Romanos 9:27 Isaías también clama acerca de Israel: Aunque el número de los hijos de Israel sea como la arena del mar, un remanente será salvo.

¿Será «todo Israel» un remanente, o realmente «todo Israel»? Por el momento, no lo sabemos. Me inclino más por la idea de que un remanente del Israel étnico, el pueblo judío, será salvo. Algunos ya están siendo salvos y son grandes testigos. Aún está por verse en qué momento serán salvos. Pero el hecho de que algunos sean «reinjertados en el olivo» muestra una vez más el amor y la misericordia insondables de Dios.

Romanos 11:24 Porque si tú [un cristiano gentil] fuiste cortado del olivo silvestre por naturaleza [falsas creencias y tradiciones gentiles sobre Dios], y fuiste injertado contra la naturaleza en un buen olivo [la descendencia de Abraham por la fe que sigue del Dios verdadero], ¿cuánto más estos [el pueblo judío étnico], que son las ramas naturales, serán injertados en su propio olivo?
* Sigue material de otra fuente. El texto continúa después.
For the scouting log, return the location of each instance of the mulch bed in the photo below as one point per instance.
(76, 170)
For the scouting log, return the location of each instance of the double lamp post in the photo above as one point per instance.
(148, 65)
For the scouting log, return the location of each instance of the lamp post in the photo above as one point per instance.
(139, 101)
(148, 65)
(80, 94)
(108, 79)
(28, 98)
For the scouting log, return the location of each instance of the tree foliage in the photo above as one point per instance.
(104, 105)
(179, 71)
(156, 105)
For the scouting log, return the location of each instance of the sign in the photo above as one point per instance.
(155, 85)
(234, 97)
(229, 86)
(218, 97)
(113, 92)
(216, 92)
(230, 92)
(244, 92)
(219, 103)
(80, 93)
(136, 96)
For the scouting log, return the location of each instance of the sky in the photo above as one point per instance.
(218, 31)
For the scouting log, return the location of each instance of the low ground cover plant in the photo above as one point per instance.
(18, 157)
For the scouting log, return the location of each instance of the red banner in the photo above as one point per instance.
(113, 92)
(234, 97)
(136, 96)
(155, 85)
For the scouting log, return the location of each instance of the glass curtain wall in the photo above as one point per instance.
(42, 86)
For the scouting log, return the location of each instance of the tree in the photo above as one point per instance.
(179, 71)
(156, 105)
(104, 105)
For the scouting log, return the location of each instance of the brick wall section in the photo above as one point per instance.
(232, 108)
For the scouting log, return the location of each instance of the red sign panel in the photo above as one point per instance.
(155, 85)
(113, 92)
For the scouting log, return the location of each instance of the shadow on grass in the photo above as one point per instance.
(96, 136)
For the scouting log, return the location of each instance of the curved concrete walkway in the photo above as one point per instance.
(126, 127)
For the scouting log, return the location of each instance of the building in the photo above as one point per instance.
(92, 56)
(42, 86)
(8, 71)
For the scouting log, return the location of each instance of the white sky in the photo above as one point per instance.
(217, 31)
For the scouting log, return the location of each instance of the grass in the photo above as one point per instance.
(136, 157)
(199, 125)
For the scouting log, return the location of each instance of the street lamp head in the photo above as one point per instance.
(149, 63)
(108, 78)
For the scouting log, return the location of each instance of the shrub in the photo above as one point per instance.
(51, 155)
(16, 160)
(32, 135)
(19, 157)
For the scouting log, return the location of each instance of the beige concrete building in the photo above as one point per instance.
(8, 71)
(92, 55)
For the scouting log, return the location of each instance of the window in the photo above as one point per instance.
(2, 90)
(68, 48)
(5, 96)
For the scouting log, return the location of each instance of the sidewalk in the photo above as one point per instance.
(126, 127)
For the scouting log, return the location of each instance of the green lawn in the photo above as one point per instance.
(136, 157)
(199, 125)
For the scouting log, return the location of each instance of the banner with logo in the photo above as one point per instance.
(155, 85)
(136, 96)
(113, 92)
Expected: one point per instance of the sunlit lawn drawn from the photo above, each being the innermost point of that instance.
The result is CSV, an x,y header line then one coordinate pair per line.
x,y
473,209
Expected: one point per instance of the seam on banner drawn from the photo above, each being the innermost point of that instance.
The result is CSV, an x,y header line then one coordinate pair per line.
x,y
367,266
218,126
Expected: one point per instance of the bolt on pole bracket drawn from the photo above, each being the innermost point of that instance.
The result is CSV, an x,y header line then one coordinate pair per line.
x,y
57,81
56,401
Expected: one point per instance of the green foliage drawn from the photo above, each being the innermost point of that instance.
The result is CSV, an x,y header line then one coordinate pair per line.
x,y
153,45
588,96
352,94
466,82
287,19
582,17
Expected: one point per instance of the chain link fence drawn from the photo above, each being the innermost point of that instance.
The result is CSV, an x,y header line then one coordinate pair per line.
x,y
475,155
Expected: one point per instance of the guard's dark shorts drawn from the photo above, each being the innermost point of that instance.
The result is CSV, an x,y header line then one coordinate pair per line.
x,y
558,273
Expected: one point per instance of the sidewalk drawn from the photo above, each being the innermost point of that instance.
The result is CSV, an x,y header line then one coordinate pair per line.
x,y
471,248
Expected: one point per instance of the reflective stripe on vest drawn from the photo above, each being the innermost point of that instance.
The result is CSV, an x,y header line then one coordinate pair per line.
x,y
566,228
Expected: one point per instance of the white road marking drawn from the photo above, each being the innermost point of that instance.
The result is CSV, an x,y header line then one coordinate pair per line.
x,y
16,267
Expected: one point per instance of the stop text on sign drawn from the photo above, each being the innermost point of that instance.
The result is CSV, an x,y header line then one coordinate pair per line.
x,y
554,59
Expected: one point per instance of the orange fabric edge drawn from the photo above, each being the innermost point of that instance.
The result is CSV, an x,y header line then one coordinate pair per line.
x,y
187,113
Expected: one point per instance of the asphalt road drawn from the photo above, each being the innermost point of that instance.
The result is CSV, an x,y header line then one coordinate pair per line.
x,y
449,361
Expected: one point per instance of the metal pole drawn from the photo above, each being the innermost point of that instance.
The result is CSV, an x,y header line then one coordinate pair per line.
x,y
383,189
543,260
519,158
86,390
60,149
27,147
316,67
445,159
El misterio del rapto/resurrección

Hemos examinado algunos de los diferentes «misterios» mencionados en el Nuevo Testamento. Sin embargo, Apocalipsis 10:7 y 1 Corintios 15:51-52 parecen referirse a otro misterio de Dios. Sin duda, el rapto/resurrección se consideraría un «misterio».

Nótese que el versículo 52 de 1 Corintios 15 dice que «los muertos resucitarán incorruptibles» «a la final trompeta». ¿Cuál es la última trompeta? En Apocalipsis 10:7, la última trompeta es la séptima. Justo cuando el apóstol Juan comienza a escribir información importante sobre lo que está sucediendo, se le ordena que no escriba. Lo que sí nos dice es que el «misterio de Dios se consumará, tal como lo anunció a sus siervos los profetas». Sin duda, el «misterio de Dios» al que se refiere es el rapto/resurrección del que se habla en toda la Escritura. Apocalipsis 10:7 y 1 Corintios 15:51-52 no concuerdan con ninguno de los otros «misterios» que hemos analizado.

Apocalipsis 10:7 y 1 Corintios 15:51-52 usan las palabras «misterio» y «misterio de Dios». Ambos pasajes hablan del sonido de la última o séptima trompeta. 1 Corintios 15 describe el rapto/resurrección. Apocalipsis 10:7 describe el evento de la séptima trompeta, pero al apóstol Juan no se le permitió darnos toda la información disponible, especialmente la que se había manifestado con los siete truenos. Sin embargo, creo que podemos concluir que Apocalipsis 10:7 también habla del rapto/resurrección. Tanto Apocalipsis 10:7 como 1 Corintios 15:51-52 se refieren a uno de los «misterios de Dios»: el rapto/resurrección.